PCNSL and GBM are malignant brain tumors that can lead to a poor outcome and prognosis if correct treatments are not achieved at the time of initial presentation (
4). PCNSL is very chemo- and radiosensitive, and surgical resection does not improve the outcome (
6). In contrast, the primary treatment for GBM is surgical resection followed by radio- and chemotherapy (
5,
7). Thus, correct diagnosis at initial presentation is crucial to choose the treatment (
8). No specific MRI features are reported to diagnose PCNSL (
9) and it is difficult to morphologically differentiate between PCNSL and GBM by MRI (
5). However, the current study showed that PCNSL had specific features and patterns on conventional MR images that differed from those of GBM and may be helpful to differentiate the two types of tumor.

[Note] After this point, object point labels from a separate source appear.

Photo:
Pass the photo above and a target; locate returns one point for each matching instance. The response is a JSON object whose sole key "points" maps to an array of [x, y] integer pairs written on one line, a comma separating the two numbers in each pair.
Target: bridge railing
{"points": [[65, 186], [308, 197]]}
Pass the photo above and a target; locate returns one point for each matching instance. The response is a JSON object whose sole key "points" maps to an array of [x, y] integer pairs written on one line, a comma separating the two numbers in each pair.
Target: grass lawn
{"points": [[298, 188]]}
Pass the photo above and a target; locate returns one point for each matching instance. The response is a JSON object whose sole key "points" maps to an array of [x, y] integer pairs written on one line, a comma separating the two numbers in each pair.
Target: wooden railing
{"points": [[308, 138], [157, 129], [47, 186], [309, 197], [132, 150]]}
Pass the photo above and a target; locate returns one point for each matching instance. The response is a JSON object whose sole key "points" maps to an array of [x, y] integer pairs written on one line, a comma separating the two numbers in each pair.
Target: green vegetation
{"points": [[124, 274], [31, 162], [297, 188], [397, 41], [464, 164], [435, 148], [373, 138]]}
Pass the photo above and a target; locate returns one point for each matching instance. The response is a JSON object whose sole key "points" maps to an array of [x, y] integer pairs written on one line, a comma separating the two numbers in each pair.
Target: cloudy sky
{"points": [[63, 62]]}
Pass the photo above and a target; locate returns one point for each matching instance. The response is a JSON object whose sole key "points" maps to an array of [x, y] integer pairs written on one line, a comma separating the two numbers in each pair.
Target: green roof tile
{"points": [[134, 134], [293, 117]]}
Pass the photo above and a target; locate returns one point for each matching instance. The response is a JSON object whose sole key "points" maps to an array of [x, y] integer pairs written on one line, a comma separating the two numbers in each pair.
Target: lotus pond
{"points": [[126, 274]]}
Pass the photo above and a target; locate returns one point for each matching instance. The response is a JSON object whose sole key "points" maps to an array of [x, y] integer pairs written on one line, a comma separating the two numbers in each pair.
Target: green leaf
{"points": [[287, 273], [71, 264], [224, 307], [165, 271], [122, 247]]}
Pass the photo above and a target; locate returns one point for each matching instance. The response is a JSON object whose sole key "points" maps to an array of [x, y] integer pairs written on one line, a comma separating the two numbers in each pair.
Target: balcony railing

The mean age of patients with PCNSL at initial diagnosis was 51 ± 15 years, which was similar to those of previous reports (
10). There was no significant differences in gender ratio (P = 0.491) or mean age (P = 0.866) between the PCNSL and GBM groups. PCNSL lesions presented both in infra- and supratentorial regions, while GBM lesions were more likely to occur in supratentorial regions. However, this localization difference was not statistically significant (P = 0.513). The frontal lobe was the most common site affected by PCNSL and GBM. It is reported that 27% - 49% of PCNSLs are in the frontal lobe (
1,
10), and PCNSLs are more likely to occur in deep white matter, basal ganglia, and periventricular areas (
1,
10), consistent with the results of the current study.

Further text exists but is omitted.